The number 458 appears frequently in the 488’s press release, and with good reason.
Ferrari has produced some fantastically memorable open-top V8 sports cars since it peeled back the metalwork from the 308 GTB, but the outgoing 458 Spider was a thunderous best-yet effort. Its shadow has only lengthened since we learnt that its replacement would have to have turbochargers mated to a slightly smaller flat-plane crank 90-degree V.
Maranello’s concern, practically bullet pointed in powerpoint, is that Spider buyers may be even more sensitive to the stifling effects of turbines than the GTB’s audience. ‘Open-air hedonists’ Ferrari calls its devotees, and the 458’s engine note and rampant drama were clearly ticked top of their feedback forms.
Personally, I’m with them; I drove the Spider all too briefly two years ago, on a breathless summer evening which turned to night and then day again before I finally emerged from it a happy husk, dried out and baked through by the double-heated breeze and swirling 9000rpm undercurrent.

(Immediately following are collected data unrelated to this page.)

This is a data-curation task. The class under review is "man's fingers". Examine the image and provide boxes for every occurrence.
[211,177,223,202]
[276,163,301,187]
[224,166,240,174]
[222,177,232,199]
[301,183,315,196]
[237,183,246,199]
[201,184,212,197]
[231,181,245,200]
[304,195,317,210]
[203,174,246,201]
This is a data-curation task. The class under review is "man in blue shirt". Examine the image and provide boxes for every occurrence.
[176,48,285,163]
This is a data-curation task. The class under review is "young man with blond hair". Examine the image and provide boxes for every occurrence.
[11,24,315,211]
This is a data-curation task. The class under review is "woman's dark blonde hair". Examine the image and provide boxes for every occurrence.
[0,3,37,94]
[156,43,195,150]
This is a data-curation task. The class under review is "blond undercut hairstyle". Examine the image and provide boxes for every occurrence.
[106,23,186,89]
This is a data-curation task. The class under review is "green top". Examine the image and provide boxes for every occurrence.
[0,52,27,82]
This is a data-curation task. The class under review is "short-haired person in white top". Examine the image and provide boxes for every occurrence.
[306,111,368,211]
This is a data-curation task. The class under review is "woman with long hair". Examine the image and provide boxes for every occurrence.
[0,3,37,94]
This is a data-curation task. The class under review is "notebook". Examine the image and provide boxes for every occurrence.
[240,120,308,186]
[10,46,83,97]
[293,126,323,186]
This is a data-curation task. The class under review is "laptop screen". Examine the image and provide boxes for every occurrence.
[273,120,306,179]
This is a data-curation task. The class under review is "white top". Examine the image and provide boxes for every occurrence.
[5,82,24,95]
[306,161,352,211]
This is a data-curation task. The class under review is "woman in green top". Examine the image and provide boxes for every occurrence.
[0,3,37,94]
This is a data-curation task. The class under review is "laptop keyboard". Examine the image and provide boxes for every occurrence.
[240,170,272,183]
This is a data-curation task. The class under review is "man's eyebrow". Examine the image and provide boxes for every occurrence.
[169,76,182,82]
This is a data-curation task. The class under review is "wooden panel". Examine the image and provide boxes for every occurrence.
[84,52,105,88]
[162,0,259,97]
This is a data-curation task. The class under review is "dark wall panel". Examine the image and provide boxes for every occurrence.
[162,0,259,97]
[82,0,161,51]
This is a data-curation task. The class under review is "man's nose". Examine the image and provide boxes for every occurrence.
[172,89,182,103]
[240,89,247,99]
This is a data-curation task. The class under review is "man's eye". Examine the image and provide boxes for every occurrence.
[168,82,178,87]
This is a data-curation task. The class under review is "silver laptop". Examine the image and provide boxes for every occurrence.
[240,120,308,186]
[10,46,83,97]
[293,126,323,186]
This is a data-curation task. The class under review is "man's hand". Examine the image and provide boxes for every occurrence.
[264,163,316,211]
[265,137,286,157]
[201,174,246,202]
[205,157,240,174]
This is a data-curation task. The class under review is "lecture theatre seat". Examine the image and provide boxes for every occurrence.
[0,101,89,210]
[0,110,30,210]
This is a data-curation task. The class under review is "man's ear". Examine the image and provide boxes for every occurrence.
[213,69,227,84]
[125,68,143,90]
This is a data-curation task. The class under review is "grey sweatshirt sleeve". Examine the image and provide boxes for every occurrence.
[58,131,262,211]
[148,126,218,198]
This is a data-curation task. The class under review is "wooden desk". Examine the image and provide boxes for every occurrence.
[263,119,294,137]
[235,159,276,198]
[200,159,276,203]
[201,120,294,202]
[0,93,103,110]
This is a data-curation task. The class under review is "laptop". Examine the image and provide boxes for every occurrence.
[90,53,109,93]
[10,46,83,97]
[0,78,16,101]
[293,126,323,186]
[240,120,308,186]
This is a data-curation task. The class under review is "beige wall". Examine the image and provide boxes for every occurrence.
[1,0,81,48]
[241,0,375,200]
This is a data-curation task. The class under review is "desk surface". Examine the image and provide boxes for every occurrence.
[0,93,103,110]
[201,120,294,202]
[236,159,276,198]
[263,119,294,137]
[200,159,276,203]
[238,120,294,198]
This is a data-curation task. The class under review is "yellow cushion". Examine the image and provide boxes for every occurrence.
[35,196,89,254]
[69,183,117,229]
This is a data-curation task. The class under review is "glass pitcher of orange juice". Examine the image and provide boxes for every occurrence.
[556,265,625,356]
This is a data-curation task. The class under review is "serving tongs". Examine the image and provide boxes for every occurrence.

If the subjective chest-swelling aura of the new 3.9-litre V8 lump is in question, its objective productivity is not. The 458 was already hugely fast, and its output has been improved by 100bhp - a large number utterly eclipsed of course by the 560lb ft of peak twist gleaned by forced induction, and carefully metered out by a Variable Torque Management system depending on the gear ratio. The drivetrain, complete with its quicker shifting seven-speed double-clutch ’box, is a direct carryover from the GTB; the architecture around it, though, is not.